I’m trying to compile pytorch_scatter to run the Hunyuan3D node in ComfyUI on Windows, targeting my NVIDIA RTX 5070 (Blackwell, sm_120). Despite multiple attempts, I keep hitting a std ambiguous symbol error in compiled_autograd.h:1134 during nvcc compilation, and I’m stuck. I need to get this working ASAP and want to know if/when a compatible version of pytorch_scatter will be available for my setup, or if there’s a workaround to resolve this issue. Below are full details of my setup, goal, errors, and attempted solutions. Any help or suggestions would be greatly appreciated.
System Specifications
- OS: Windows 10
- GPUs:
- NVIDIA GeForce RTX 5070 (12GB VRAM, sm_120, Blackwell architecture)

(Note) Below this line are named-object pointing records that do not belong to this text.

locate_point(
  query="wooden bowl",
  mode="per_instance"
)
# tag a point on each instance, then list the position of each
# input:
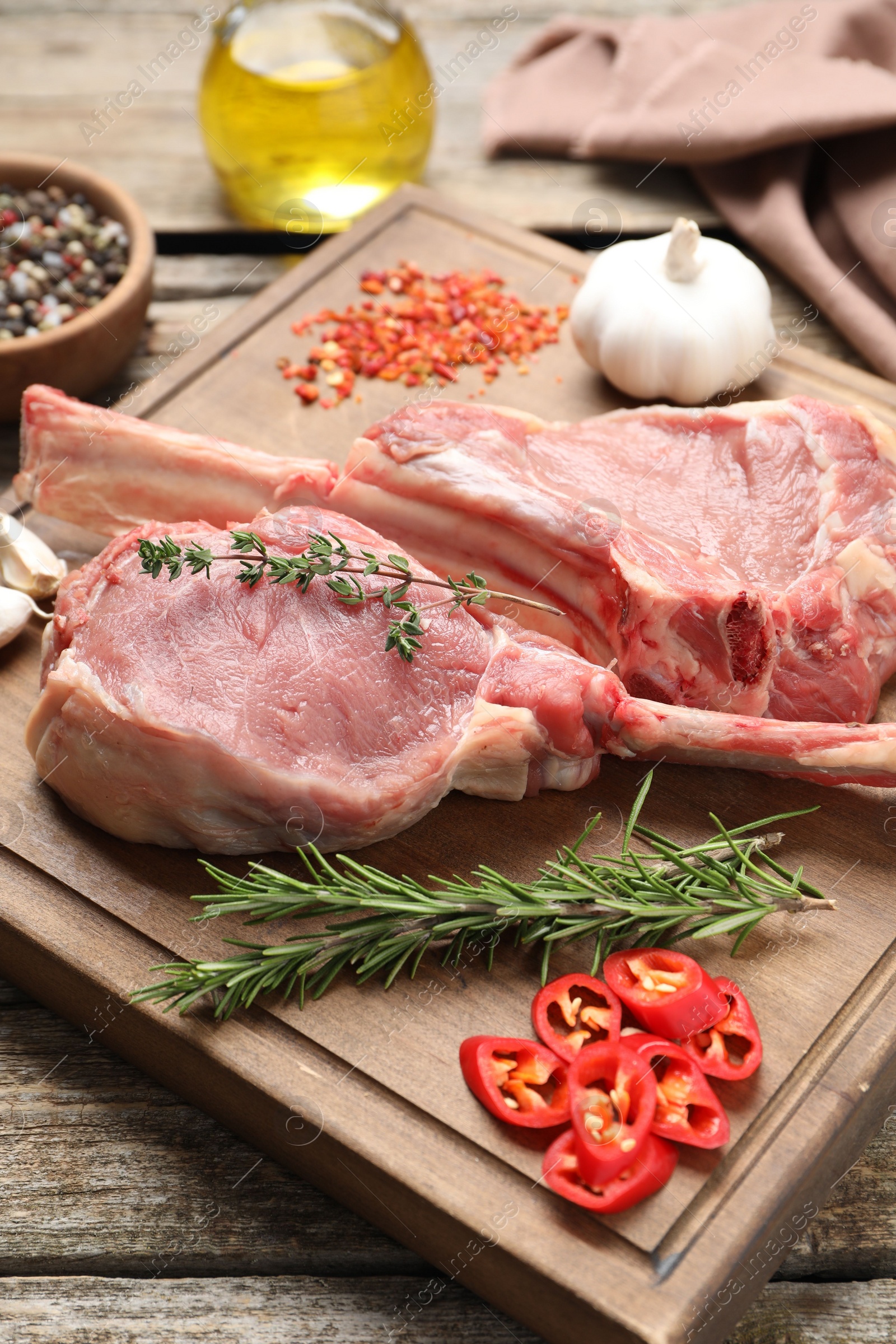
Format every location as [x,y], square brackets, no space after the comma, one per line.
[86,351]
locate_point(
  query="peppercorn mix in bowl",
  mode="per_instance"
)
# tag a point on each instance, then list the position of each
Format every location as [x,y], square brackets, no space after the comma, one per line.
[76,277]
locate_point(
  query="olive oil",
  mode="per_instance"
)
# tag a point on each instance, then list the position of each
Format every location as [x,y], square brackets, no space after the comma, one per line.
[309,111]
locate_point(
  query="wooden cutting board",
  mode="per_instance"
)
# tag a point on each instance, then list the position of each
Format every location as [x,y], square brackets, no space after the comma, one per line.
[362,1092]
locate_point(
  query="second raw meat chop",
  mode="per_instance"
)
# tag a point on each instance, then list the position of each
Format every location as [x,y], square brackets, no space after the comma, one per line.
[204,713]
[731,559]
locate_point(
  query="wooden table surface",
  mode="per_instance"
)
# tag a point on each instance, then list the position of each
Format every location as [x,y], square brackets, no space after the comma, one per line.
[128,1215]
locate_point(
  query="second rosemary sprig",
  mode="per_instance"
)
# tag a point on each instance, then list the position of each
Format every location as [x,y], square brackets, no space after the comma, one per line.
[726,885]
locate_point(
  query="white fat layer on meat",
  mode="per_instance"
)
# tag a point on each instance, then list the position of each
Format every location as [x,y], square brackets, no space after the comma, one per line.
[866,570]
[492,758]
[879,756]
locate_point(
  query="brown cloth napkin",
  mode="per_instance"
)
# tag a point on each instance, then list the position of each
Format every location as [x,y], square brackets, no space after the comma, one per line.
[785,112]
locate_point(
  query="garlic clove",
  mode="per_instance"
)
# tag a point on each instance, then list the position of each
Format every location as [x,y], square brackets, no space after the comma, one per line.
[27,563]
[682,260]
[16,610]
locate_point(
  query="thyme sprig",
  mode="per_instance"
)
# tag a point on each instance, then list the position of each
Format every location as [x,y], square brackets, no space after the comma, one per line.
[725,885]
[331,558]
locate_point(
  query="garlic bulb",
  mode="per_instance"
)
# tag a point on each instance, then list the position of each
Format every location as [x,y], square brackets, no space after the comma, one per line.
[676,316]
[16,610]
[27,563]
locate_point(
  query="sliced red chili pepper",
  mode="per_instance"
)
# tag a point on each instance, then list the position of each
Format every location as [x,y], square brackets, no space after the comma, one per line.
[648,1174]
[575,1011]
[687,1107]
[613,1097]
[519,1081]
[732,1049]
[668,992]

- NVIDIA GeForce RTX 3060 Ti (8GB VRAM, sm_86, Ampere architecture)
- Driver: NVIDIA 580.97 (CUDA 13.0 support)
- CUDA Toolkit: 12.8 (verified via nvcc --version)
- Python: 3.10 (in E:\COMFY\ComfyUI\venv)
- PyTorch: Nightly 2.9.0.dev20250828+cu128
- Build Tools: Visual Studio 2022 Build Tools (MSVC 14.44.35207), Windows 10 SDK (10.0.26100.0)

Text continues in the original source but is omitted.